Religion Today Summaries - Sept. 21, 2010

Compiled & Edited by Crosswalk Editorial Staff | Crosswalk.com | Updated: Sep 20, 2010

Religion Today Summaries - Sept. 21, 2010

Daily briefs of the top Christian news and persecution stories impacting believers around the world.

In today's edition:

  • U.S. Tells Egypt to Bring Christmas Eve Killers to Justice
  • Christians Pray in Shuttered Church in Indonesia
  • Security in Afghanistan Is Deteriorating, Aid Groups Say
  • Billy Graham TV Special Recaps 60 Years of Ministry

U.S. Tells Egypt to Bring Christmas Eve Killers to Justice

The U.S. Commission on International Religious Freedom has called on Egypt's government to resume the trial of three men charged with the murder of seven people in a small southern Egypt town on Christmas Eve. According to Christian Today, the men's trial has been full of starts and stops, and U.S. officials worry Saturday's scheduled trial might be postponed again. "Justice delayed is justice denied," said USCIRF chair Leonard Leo, whose agency makes policy recommendations to the president, secretary of state, and Congress with respect to matters involving international religious freedom. "[T]his only encourages further violence and is reminiscent of so many past trials where justice was never served,"  he said. Seven people were killed on Jan. 6 - Christmas Eve by the Orthodox Christian calendar - when gunmen fired from a car into a busy marketplace by a church.

Christians Pray in Shuttered Church in Indonesia

Dozens of Christians near Indonesia's capital of Jakarta defied a police perimeter on Sunday and met to pray in their shuttered church. "We just want to carry out our obligations as Christians, but authorities are treating us like terrorists," said Advent Tambunan, a member of Batak Christian Protestant Church in the industrial city of Bekasi. "There's no justice for us in this country," he told The Associated Press. The church was surrounded by hundreds of police and unarmed security guards following last week's attack on the church that wounded two church members. Islamic hard-liners have harrassed the church for months. On Sunday, local officials had seven empty buses on standby outside the Batak Christian's shuttered church Sunday, ready to transport them to an alternate site of worship provided by the government to avoid community backlash.

Security in Afghanistan Is Deteriorating, Aid Groups Say

Despite an increase in US troops, Afghanistan is becoming more dangerous, according to humanitarian groups. "The humanitarian space is shrinking day by day," said Abdul Kebar, a CARE official in Afghanistan, according to Worthy News. The Afghan NGO Safety Office said the country is more dangerous today than it's been in years. "We do not support the perspective that this constitutes 'things getting worse before they get better,'" said Nic Lee, director of the Afghan N.G.O. Safety Office, "but rather see it as being consistent with the five-year trend of things just getting worse." Aid groups say they are trying to employ native workers, avoid traveling by road, and avoid operating in the open. These precautions have slowed work in many places, but it has helped keep workers safe. Attacks on NGO's have decreased by 35 percent since last year even though insurgent attacks have doubled.

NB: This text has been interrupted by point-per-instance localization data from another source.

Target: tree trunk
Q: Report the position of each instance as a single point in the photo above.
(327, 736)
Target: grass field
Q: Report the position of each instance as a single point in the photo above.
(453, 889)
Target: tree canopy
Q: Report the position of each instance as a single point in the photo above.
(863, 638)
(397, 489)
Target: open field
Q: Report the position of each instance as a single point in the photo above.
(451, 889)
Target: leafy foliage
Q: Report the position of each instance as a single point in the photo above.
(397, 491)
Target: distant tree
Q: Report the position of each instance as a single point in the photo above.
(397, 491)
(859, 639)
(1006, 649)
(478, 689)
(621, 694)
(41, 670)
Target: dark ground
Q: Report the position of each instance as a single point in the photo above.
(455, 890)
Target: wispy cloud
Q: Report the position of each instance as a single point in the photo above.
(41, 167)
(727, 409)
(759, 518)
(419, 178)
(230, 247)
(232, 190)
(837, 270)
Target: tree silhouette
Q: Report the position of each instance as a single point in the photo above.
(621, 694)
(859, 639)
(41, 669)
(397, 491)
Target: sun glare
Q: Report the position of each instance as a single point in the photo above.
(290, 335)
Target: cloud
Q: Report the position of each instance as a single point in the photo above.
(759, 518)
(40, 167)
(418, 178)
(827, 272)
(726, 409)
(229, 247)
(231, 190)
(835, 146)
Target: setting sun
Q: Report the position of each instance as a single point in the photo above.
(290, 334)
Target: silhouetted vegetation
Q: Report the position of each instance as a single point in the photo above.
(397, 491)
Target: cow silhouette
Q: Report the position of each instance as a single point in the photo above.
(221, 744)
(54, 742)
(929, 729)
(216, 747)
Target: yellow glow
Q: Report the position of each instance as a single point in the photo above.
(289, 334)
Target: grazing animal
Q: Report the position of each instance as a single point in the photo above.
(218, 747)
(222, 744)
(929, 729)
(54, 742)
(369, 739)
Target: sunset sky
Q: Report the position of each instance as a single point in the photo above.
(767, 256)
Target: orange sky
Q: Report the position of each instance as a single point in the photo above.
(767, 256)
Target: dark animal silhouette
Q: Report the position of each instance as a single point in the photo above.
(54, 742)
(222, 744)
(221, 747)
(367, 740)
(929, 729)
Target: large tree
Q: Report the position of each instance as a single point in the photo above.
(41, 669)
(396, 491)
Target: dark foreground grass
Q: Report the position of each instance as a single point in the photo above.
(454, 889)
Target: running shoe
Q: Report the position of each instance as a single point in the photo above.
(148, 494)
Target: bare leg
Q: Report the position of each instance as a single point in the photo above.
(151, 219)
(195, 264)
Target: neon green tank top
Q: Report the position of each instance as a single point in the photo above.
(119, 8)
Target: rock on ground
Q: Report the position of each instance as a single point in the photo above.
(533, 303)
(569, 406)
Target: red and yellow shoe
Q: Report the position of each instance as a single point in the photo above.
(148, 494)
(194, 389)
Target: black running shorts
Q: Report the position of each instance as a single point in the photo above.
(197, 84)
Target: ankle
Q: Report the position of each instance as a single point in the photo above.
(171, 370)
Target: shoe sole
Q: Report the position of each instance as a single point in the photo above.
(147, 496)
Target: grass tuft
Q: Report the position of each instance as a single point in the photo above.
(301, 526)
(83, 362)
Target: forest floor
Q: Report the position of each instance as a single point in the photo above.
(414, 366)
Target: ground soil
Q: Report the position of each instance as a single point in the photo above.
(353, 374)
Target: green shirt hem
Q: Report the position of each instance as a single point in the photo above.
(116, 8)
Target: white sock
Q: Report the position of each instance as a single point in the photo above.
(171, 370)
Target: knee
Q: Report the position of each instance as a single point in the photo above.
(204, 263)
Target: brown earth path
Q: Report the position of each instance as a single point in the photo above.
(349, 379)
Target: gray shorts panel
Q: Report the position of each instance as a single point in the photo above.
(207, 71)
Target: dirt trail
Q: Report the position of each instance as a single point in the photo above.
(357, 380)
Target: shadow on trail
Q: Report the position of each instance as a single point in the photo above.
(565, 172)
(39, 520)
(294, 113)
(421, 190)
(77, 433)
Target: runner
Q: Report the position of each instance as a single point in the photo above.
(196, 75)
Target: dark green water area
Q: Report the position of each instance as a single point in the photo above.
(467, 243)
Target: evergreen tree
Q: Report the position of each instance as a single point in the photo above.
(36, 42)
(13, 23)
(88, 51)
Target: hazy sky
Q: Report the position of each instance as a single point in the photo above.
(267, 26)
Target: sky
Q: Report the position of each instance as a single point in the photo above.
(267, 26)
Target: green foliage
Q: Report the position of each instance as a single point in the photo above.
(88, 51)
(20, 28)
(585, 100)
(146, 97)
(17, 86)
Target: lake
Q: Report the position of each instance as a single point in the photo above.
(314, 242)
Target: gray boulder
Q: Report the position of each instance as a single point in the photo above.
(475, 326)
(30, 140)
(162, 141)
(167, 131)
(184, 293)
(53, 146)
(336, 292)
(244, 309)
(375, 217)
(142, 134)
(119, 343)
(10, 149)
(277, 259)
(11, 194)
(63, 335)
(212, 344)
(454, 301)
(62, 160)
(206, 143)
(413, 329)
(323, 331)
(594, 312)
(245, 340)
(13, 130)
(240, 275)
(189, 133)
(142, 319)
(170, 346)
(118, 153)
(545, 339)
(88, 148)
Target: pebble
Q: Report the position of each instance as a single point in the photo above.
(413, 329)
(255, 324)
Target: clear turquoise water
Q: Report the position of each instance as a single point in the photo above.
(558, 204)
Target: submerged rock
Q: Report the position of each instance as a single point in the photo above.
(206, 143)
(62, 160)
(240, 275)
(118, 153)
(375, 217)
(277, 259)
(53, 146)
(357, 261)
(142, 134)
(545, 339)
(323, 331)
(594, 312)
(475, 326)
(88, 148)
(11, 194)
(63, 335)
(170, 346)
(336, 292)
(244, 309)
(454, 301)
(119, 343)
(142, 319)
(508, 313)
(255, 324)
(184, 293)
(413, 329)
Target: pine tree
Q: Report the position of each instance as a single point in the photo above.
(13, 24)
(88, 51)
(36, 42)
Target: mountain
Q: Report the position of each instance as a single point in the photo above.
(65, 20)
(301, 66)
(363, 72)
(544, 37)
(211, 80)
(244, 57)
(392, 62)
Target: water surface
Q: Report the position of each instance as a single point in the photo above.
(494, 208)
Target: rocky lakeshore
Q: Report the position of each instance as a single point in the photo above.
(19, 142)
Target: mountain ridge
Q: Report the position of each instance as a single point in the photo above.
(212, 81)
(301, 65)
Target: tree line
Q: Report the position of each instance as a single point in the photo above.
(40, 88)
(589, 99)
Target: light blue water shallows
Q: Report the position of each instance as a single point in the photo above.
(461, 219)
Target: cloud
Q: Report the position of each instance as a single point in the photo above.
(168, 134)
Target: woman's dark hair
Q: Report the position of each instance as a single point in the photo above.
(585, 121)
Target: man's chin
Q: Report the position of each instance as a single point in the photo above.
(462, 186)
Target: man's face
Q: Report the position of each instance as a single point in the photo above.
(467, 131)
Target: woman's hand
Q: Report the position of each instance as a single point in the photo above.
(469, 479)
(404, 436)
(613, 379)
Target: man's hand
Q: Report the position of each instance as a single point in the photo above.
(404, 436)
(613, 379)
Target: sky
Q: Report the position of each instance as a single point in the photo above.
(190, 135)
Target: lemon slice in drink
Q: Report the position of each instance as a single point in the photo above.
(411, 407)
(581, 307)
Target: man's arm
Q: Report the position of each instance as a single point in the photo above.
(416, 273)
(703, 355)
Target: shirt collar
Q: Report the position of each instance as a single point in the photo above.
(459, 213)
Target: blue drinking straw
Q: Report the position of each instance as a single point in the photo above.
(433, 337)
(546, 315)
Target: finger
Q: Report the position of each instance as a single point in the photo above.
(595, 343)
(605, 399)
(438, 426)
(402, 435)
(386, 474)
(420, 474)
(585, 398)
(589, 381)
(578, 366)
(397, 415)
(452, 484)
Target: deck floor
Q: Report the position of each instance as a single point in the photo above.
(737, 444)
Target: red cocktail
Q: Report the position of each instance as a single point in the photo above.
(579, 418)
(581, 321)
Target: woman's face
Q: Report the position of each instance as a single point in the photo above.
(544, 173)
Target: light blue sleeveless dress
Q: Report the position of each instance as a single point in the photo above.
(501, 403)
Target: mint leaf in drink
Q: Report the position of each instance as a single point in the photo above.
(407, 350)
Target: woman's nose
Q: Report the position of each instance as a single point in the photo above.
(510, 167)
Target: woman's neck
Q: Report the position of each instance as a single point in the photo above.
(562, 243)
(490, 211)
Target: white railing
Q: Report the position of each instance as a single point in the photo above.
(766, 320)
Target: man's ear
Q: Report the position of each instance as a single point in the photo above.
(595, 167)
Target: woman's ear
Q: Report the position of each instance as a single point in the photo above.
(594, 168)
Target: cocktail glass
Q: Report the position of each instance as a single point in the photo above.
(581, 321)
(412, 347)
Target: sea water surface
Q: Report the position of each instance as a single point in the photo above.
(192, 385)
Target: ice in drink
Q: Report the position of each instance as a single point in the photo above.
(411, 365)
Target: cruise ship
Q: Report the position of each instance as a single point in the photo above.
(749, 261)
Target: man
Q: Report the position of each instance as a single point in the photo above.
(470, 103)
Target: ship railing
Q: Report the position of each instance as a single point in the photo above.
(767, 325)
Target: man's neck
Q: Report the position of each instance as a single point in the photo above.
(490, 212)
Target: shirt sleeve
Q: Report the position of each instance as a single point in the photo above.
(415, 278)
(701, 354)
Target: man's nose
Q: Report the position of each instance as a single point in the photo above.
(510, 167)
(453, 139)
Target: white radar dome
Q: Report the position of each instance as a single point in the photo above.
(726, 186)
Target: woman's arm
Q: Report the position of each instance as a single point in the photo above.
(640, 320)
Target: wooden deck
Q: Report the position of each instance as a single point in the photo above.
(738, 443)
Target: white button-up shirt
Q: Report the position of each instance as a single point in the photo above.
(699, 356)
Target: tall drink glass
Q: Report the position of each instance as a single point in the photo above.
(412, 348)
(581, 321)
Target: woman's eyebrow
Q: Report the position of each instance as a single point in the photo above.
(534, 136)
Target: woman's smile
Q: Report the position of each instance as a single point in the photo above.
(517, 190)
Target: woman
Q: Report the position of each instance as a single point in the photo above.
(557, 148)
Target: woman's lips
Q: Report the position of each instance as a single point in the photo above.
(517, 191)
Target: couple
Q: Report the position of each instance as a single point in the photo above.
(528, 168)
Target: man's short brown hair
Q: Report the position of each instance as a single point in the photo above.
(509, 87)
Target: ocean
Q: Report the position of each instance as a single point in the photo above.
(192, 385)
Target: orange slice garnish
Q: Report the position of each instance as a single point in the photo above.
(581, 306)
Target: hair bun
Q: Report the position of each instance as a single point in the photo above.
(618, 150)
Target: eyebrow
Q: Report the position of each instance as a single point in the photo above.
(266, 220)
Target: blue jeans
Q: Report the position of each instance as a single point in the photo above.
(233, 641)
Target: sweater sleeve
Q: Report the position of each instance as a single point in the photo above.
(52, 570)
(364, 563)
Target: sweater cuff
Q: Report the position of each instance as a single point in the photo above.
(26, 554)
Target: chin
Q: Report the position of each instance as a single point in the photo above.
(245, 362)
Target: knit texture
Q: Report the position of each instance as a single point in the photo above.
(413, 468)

Billy Graham TV Special Recaps 60 Years of Ministry

The Billy Graham Evangelistic Association will soon release a television special chronicling its 60 years of ministry. "My father was always willing to go anywhere, anytime, any place to preach the Gospel, and we are still doing that," Franklin Graham says in the program. "Everything that we do at the Billy Graham Evangelistic Association is geared around taking this Gospel message to the ends of the earth." The television special features rare footage from Billy Graham's historic visits to preach the Gospel in communist countries in Eastern Europe, along with audio and video from the ministry's earliest national radio and television broadcasts.